I sensed that Joan was trying to leave me out of things, anything she organised I was always the last to know... but Jill certainly went along with it, I think she was flattered by the intense attention.

However the kicker was when Jill told me that the wedding ceremony would be family only but that I could come to the reception. Fine, I was happy with that... only to turn up at the reception and discover that Joan was invited to the wedding [as were a number of other friends]. So I had been lied to for weeks in the run up to the wedding .
Jill explained it as there having been a number of family who hadn't been able to make the ceremony and so she had invited friends to fill the spaces... but I later discovered that this had been arranged weeks prior and I therefore just wasn't told or considered as a space filler.

Very hurtful and our friendship has never recovered tbh.

speakout · 12/02/2018 07:00

You sound a drama queen OP.

You really want to be a bridesmaid? You sound 10 years old.

ZoeWashburne · 12/02/2018 07:49

Honestly, it sounds a bit like you are jealous of Crystal. You liked feeling needed by SIL and now that she has moved on, you miss the attention and power of being big sis. And I agree with the other posters. There is NO way Crystal forced your SIL out of her course. Your SIL is an adult who is making choices. Maybe the relationship that you saw as guiding and mentoring, she saw as judgmental and domineering. You are treating her like a puppy that is swayed by treats rather than an adult with agency. It’s horrible to feel babied by someone.

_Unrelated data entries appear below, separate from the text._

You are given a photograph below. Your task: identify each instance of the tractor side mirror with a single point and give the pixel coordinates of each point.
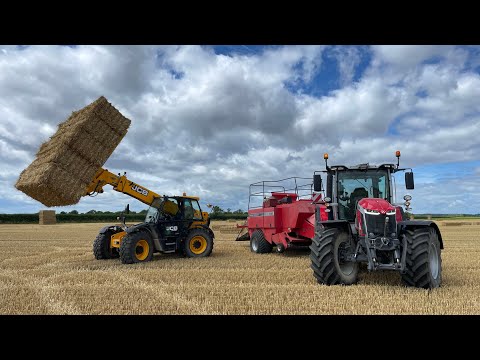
(317, 182)
(409, 181)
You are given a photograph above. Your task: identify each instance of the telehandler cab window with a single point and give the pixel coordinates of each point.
(192, 210)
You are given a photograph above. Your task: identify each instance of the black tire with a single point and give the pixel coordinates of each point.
(136, 248)
(199, 243)
(258, 243)
(326, 266)
(424, 261)
(101, 247)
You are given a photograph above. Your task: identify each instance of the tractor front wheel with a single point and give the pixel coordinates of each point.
(101, 247)
(136, 247)
(424, 263)
(258, 243)
(327, 253)
(199, 243)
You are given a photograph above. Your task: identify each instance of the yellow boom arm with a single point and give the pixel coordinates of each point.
(121, 184)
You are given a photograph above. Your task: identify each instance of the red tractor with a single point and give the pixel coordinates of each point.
(356, 222)
(360, 224)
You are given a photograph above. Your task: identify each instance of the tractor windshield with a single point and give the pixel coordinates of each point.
(354, 185)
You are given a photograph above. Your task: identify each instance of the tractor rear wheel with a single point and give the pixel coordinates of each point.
(136, 247)
(199, 243)
(327, 251)
(101, 247)
(259, 244)
(424, 263)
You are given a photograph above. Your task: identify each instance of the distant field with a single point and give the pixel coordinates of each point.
(50, 269)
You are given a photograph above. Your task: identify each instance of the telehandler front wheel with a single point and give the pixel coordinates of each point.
(101, 247)
(199, 243)
(136, 247)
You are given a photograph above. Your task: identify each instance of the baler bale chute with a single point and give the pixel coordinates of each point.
(280, 214)
(66, 164)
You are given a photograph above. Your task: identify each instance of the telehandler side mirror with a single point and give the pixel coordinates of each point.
(409, 181)
(317, 182)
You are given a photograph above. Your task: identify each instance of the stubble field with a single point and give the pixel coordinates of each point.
(50, 269)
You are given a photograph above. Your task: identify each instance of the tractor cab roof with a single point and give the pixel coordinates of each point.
(363, 167)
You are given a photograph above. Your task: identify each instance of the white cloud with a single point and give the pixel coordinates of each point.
(212, 124)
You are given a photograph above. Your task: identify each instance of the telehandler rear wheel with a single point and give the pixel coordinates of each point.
(327, 252)
(136, 247)
(101, 247)
(198, 243)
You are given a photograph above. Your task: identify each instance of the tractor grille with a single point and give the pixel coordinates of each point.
(376, 224)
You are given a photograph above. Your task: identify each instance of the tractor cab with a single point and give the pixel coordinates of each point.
(356, 183)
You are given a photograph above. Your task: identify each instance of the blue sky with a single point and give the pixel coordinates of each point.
(210, 120)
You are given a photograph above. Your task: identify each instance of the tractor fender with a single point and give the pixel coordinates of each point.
(339, 224)
(422, 223)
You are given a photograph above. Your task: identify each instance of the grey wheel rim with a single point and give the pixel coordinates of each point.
(433, 260)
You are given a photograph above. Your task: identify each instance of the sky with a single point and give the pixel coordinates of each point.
(211, 120)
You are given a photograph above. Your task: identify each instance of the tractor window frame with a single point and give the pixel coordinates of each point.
(369, 180)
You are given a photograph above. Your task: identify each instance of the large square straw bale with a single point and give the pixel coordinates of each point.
(66, 164)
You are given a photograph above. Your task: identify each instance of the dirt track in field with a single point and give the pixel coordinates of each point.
(50, 269)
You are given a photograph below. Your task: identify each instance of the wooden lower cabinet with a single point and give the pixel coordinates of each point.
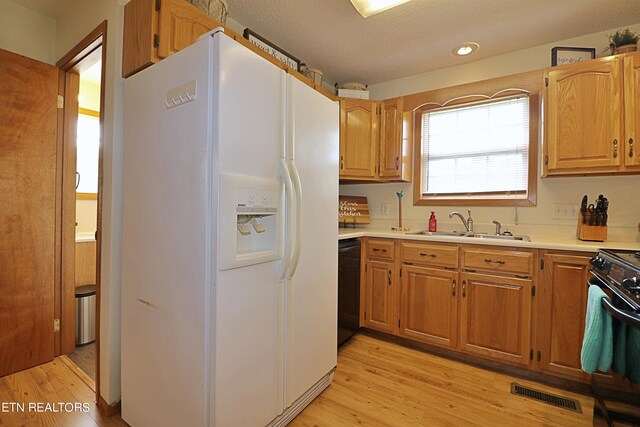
(495, 317)
(429, 306)
(378, 295)
(561, 315)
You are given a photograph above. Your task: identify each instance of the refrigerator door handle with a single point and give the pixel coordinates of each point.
(298, 215)
(289, 194)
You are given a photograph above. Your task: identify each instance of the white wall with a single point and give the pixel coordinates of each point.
(26, 32)
(622, 191)
(79, 18)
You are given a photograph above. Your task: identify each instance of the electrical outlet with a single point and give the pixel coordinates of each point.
(384, 210)
(565, 211)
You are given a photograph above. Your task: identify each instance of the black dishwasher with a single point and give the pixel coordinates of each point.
(348, 288)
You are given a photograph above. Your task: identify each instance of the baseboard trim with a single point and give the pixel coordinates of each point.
(303, 401)
(109, 410)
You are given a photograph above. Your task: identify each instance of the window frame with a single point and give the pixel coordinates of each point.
(478, 199)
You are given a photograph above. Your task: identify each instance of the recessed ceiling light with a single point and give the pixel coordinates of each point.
(465, 49)
(367, 8)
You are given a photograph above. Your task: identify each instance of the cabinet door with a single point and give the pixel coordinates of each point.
(584, 108)
(561, 314)
(495, 317)
(378, 312)
(631, 152)
(391, 139)
(428, 305)
(358, 139)
(180, 24)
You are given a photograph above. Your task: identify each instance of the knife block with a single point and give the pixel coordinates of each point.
(596, 233)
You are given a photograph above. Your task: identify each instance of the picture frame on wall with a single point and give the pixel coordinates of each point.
(561, 55)
(273, 50)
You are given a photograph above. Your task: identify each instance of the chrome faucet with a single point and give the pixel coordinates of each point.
(468, 223)
(498, 227)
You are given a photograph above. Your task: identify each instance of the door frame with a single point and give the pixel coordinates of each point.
(69, 66)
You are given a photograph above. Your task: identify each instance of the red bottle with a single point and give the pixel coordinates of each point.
(433, 222)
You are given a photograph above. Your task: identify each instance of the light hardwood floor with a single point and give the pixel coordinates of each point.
(376, 384)
(382, 384)
(54, 382)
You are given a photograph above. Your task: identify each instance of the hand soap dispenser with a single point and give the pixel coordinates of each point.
(433, 222)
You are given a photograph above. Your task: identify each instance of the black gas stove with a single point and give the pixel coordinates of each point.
(619, 271)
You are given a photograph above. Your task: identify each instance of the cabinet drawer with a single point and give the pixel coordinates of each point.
(378, 248)
(517, 262)
(435, 255)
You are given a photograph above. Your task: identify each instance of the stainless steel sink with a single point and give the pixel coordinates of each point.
(470, 235)
(438, 233)
(495, 236)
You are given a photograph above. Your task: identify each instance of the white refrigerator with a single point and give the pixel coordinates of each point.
(229, 257)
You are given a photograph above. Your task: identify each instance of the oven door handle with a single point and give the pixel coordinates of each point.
(627, 317)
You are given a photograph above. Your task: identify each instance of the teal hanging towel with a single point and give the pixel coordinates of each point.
(597, 345)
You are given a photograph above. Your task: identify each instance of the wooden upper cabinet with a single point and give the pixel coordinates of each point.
(155, 29)
(375, 144)
(391, 139)
(631, 153)
(358, 139)
(180, 24)
(584, 106)
(495, 317)
(561, 315)
(429, 306)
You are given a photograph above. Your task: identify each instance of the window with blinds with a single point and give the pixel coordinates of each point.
(480, 149)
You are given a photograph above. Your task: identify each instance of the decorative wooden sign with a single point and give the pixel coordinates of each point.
(273, 50)
(353, 210)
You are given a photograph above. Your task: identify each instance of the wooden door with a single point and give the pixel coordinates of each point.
(391, 139)
(378, 312)
(28, 123)
(495, 317)
(180, 24)
(561, 314)
(429, 305)
(358, 139)
(631, 152)
(584, 117)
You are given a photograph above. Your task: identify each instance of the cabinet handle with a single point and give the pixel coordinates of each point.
(430, 255)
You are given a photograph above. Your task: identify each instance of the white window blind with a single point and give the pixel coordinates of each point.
(482, 148)
(87, 153)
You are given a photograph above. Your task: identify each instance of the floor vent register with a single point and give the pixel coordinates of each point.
(541, 396)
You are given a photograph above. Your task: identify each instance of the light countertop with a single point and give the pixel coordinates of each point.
(538, 240)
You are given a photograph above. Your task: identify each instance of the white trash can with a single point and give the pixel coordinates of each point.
(85, 314)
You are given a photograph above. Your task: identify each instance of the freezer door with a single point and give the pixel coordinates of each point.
(248, 300)
(311, 293)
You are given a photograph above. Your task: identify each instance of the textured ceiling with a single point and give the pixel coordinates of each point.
(418, 36)
(52, 8)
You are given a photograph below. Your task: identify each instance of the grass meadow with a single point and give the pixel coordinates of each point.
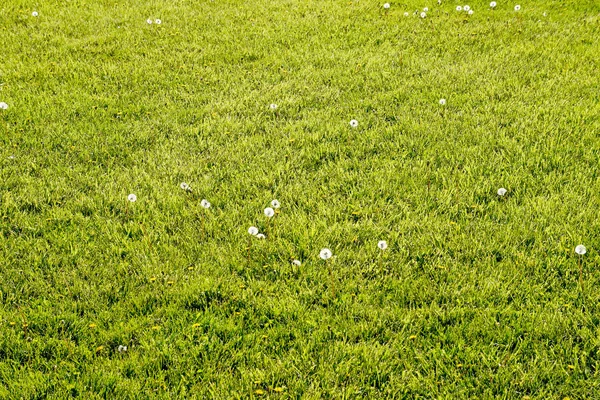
(477, 295)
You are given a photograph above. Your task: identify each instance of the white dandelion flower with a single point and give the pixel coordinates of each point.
(325, 254)
(580, 249)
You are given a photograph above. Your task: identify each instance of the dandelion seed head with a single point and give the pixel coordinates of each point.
(325, 254)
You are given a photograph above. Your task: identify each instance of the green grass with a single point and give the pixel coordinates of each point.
(476, 297)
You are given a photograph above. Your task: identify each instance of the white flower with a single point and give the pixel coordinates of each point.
(325, 254)
(581, 250)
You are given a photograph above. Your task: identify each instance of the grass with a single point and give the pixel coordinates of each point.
(477, 296)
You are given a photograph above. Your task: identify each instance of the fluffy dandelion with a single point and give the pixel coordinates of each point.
(325, 254)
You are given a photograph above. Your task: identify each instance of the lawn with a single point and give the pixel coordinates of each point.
(478, 295)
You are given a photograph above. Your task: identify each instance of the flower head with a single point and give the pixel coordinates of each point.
(325, 254)
(580, 249)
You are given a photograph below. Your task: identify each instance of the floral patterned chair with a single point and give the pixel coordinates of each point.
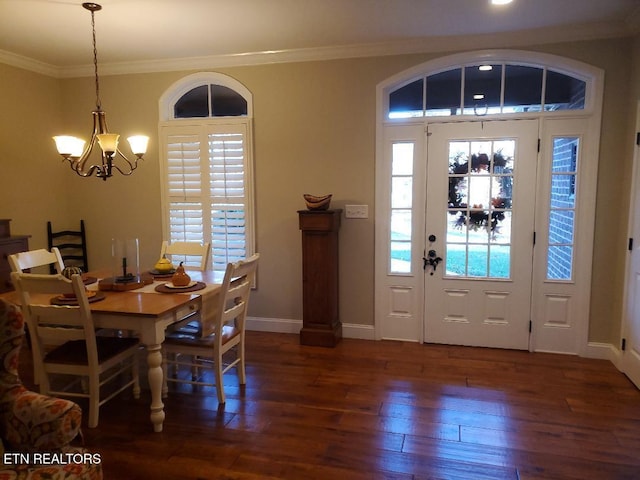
(36, 430)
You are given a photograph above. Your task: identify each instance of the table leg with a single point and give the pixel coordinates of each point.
(154, 361)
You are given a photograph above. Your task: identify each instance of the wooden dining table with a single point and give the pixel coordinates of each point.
(148, 313)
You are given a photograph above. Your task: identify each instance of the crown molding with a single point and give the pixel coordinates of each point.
(442, 44)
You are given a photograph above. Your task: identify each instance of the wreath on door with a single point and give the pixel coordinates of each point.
(478, 216)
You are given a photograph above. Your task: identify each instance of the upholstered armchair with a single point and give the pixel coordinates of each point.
(36, 430)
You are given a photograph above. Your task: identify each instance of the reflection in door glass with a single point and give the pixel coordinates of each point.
(564, 165)
(401, 204)
(480, 208)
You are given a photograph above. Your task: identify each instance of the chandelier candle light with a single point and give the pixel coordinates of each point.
(73, 150)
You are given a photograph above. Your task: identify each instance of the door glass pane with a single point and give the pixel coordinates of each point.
(480, 208)
(401, 203)
(562, 204)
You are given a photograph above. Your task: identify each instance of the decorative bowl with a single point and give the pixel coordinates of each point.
(317, 202)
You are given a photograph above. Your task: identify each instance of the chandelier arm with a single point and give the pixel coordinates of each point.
(132, 165)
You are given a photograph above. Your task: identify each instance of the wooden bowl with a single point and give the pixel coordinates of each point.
(315, 202)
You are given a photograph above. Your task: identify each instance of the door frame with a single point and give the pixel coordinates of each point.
(592, 113)
(629, 362)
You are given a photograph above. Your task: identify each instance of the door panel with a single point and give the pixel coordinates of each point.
(480, 185)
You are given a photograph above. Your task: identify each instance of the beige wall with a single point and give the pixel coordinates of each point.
(314, 133)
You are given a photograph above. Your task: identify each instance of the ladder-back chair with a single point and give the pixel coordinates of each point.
(72, 245)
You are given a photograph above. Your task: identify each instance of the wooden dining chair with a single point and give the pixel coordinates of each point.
(22, 261)
(221, 332)
(51, 311)
(194, 255)
(72, 245)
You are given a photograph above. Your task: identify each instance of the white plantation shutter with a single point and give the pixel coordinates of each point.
(228, 199)
(207, 181)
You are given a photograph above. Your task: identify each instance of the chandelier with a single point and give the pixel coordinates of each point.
(73, 149)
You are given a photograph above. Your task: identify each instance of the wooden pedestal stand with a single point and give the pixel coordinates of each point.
(320, 323)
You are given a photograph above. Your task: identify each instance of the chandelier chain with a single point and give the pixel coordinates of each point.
(95, 61)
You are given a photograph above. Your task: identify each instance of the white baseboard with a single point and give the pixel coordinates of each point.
(279, 325)
(603, 351)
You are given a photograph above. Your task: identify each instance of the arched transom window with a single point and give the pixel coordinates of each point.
(207, 178)
(487, 88)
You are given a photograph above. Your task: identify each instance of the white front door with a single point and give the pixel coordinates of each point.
(480, 206)
(631, 327)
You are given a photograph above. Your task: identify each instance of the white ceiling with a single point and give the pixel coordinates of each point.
(54, 36)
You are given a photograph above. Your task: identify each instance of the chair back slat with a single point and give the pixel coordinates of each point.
(234, 297)
(36, 258)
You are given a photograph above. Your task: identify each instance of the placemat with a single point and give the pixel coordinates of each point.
(74, 301)
(164, 289)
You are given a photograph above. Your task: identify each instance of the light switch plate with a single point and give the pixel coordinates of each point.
(356, 211)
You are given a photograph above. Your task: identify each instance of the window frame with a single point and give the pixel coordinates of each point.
(209, 125)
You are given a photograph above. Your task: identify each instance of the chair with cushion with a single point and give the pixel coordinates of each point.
(194, 255)
(58, 307)
(31, 422)
(218, 335)
(37, 258)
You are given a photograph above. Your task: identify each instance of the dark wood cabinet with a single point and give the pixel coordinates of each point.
(8, 245)
(320, 318)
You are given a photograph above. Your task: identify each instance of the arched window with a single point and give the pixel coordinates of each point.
(487, 88)
(207, 165)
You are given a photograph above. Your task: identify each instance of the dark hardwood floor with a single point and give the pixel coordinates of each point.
(384, 410)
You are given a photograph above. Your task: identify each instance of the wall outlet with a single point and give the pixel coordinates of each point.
(356, 211)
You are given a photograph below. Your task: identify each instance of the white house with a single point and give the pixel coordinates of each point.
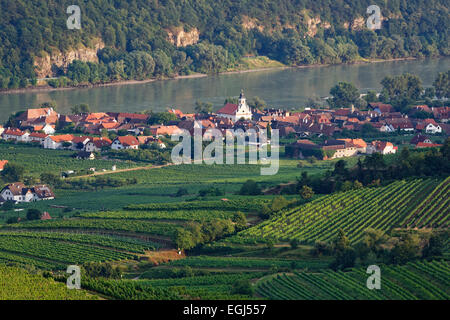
(18, 192)
(387, 128)
(382, 147)
(37, 137)
(56, 142)
(97, 144)
(433, 129)
(236, 112)
(16, 135)
(127, 142)
(48, 129)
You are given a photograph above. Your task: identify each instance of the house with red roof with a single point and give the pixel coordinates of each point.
(380, 107)
(46, 216)
(97, 144)
(238, 111)
(427, 145)
(164, 130)
(3, 164)
(383, 147)
(57, 142)
(15, 135)
(38, 137)
(126, 142)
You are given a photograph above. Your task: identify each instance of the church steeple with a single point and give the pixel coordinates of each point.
(242, 100)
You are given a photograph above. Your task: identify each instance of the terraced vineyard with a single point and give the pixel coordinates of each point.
(434, 211)
(192, 215)
(62, 252)
(416, 280)
(382, 208)
(247, 263)
(212, 287)
(18, 284)
(233, 205)
(144, 227)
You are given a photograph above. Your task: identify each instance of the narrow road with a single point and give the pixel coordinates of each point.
(100, 173)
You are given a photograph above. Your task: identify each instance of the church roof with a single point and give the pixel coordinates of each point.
(229, 108)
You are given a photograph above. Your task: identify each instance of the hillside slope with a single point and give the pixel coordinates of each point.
(402, 203)
(146, 39)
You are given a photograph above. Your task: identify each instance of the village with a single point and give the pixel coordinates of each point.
(103, 131)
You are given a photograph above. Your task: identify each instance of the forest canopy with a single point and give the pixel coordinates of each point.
(138, 47)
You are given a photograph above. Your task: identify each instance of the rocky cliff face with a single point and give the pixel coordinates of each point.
(51, 63)
(180, 38)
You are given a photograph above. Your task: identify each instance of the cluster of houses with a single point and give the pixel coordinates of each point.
(339, 148)
(381, 117)
(17, 192)
(39, 126)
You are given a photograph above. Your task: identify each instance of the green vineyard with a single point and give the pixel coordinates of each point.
(144, 227)
(382, 208)
(17, 284)
(62, 252)
(416, 280)
(247, 263)
(192, 215)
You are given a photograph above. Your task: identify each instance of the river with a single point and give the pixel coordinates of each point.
(286, 88)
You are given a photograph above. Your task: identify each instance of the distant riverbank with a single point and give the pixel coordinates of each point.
(47, 88)
(288, 88)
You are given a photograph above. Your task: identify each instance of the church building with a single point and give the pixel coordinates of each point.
(236, 112)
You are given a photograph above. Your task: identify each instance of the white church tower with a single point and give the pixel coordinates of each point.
(235, 112)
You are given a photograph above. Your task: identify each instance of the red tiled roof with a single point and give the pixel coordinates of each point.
(62, 138)
(133, 116)
(229, 108)
(80, 139)
(128, 141)
(14, 132)
(3, 164)
(38, 135)
(427, 145)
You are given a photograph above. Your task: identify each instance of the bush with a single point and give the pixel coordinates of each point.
(250, 188)
(34, 214)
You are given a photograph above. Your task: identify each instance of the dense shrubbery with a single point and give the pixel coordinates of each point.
(137, 45)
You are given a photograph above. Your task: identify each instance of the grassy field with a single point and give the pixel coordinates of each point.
(37, 160)
(382, 208)
(416, 280)
(133, 227)
(17, 284)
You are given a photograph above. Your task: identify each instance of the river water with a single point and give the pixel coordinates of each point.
(286, 88)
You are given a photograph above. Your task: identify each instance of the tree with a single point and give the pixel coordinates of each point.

I just can’t believe a 33 year old woman would be so devastated. Don’t go decorate (because it’s rude to make friends do ‘chores’ at weddings). But also just take a step back. You sound very judgy/sneery of her fi’s Family.

Piffle11 · 12/02/2018 08:17

It seems as though you have drifted apart, which tends to happen over time (she was a child when you met) and her priorities have changed. Whether her in laws are influencing her or not, it's ultimately her decision who to choose as bridesmaid. My DSis didn't ask me to be bridesmaid when she got married - I didn't mind - but I did ask her when I got married a few years later (I'm older, FWIW). Don't decorate the venue - I've never heard of guests being asked to do this!! Let them pay someone to do it like the rest of us have to! You're probably jealous that the Sil has effectively stolen your place in Crystal's affections: this is completely understandable. Unfortunately there is nothing you can do about it. Smile, hold your head up, and let them get on with it. Go to the wedding and be gracious.